Per la prima volta da ottobre l’inflazione americana è salita meno delle aspettative con incremento dei prezzi ad agosto dello 0,3% rispetto al mese precedente contro lo 0,5% atteso e lo 0,9% del mese precedente. A rallentare rispetto a luglio sono stati in particolare i prezzi delle auto usate, comunque più alti di oltre il 30% rispetto ad agosto 2020, e quelli dei “biglietti aerei”. I prezzi dell’energia sono saliti di oltre il 20% rispetto a un anno fa e quelli per la benzina di oltre il 40%. L’inflazione è lo spettro che si aggira sui mercati perché potrebbe costringere le banche centrali ad alzare i tassi o comunque a far rientrare, almeno in parte, le politiche espansive con cui si stimola l’economia.
Abbiamo imparato nelle ultime settimane che l’inflazione di questi mesi viene considerata “transitoria” eppure la narrazione comincia a vacillare. Negli articoli di commento al dato che si trovavano ieri sui principali organi di informazione economica venivano sollevati dubbi sulla transitorietà del fenomeno. Molte società hanno cominciato solo da qualche mese a passare l’incremento dei prezzi sui consumatori con un aumento dei listini; la ristrutturazione delle catene di fornitura globale impone al sistema costi maggiori che vengono riflessi nei prezzi. I costi energetici sono in salita e senza una discesa che oggi non si vede avranno un effetto di medio lungo periodo sui prezzi. Sempre negli Stati Uniti si monitora attentamente l’andamento degli affitti che continuano a salire in un mercato che non lascia intravedere rallentamenti nemmeno nel prossimo futuro.

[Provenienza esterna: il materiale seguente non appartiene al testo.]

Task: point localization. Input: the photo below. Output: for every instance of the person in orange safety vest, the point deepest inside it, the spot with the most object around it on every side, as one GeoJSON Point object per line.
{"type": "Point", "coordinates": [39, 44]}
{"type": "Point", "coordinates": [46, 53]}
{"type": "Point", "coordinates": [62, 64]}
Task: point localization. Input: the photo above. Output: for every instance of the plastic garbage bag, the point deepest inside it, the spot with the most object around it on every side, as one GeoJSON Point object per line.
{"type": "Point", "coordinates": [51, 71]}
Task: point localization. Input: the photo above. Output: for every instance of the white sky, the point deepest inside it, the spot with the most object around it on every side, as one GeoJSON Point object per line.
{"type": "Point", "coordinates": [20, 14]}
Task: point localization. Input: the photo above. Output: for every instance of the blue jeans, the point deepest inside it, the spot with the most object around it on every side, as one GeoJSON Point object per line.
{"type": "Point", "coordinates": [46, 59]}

Questi elementi si stanno facendo strada tra gli economisti che oggi anticipano una pressione inflattiva più ampia e duratura nei prossimi trimestri. Rallenta la componente dell’indice più transitoria e volatile ma quella più duratura rimane alta. In un mondo “normale” le banche centrali potrebbero o dovrebbero alzare i tassi, ma non siamo in un mondo normale. Nel 2021, dopo i lockdown, i debiti statali e societari sono un multiplo di quelli di due anni fa. Qualsiasi rialzo dei tassi avrebbe un effetto molto superiore e comporterebbe costi molto più alti e difficilmente sostenibili in un tessuto sociale ancora convalescente. Questa è la ragione per cui le banche centrali non vogliono alzare i tassi.
C’è un secondo problema. Perpetuare una situazione in cui i tassi sono molto più bassi dell’inflazione ha effetti pessimi sui bilanci delle banche commerciali e sul loro conto economico e alla lunga non è sostenibile perché metterebbe in crisi i sistemi bancari in molti Paesi; non solo quelli considerati fragili o irresponsabili.

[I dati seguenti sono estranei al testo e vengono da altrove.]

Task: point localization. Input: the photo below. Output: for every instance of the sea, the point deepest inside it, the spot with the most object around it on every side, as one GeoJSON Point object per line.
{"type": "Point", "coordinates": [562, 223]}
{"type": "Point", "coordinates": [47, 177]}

Se l’inflazione non è temporanea le banche centrali dovranno alzare i tassi oppure sacrificare le banche commerciali. Per questo bisognerebbe rimuovere qualsiasi elemento “esterno” che spinge l’inflazione al rialzo sia sulle catene di fornitura globale, sia, soprattutto, sui prezzi energetici. Lo scenario attuale è sostenibile solo per un breve lasso di tempo altrimenti si aprono ferite troppo profonde.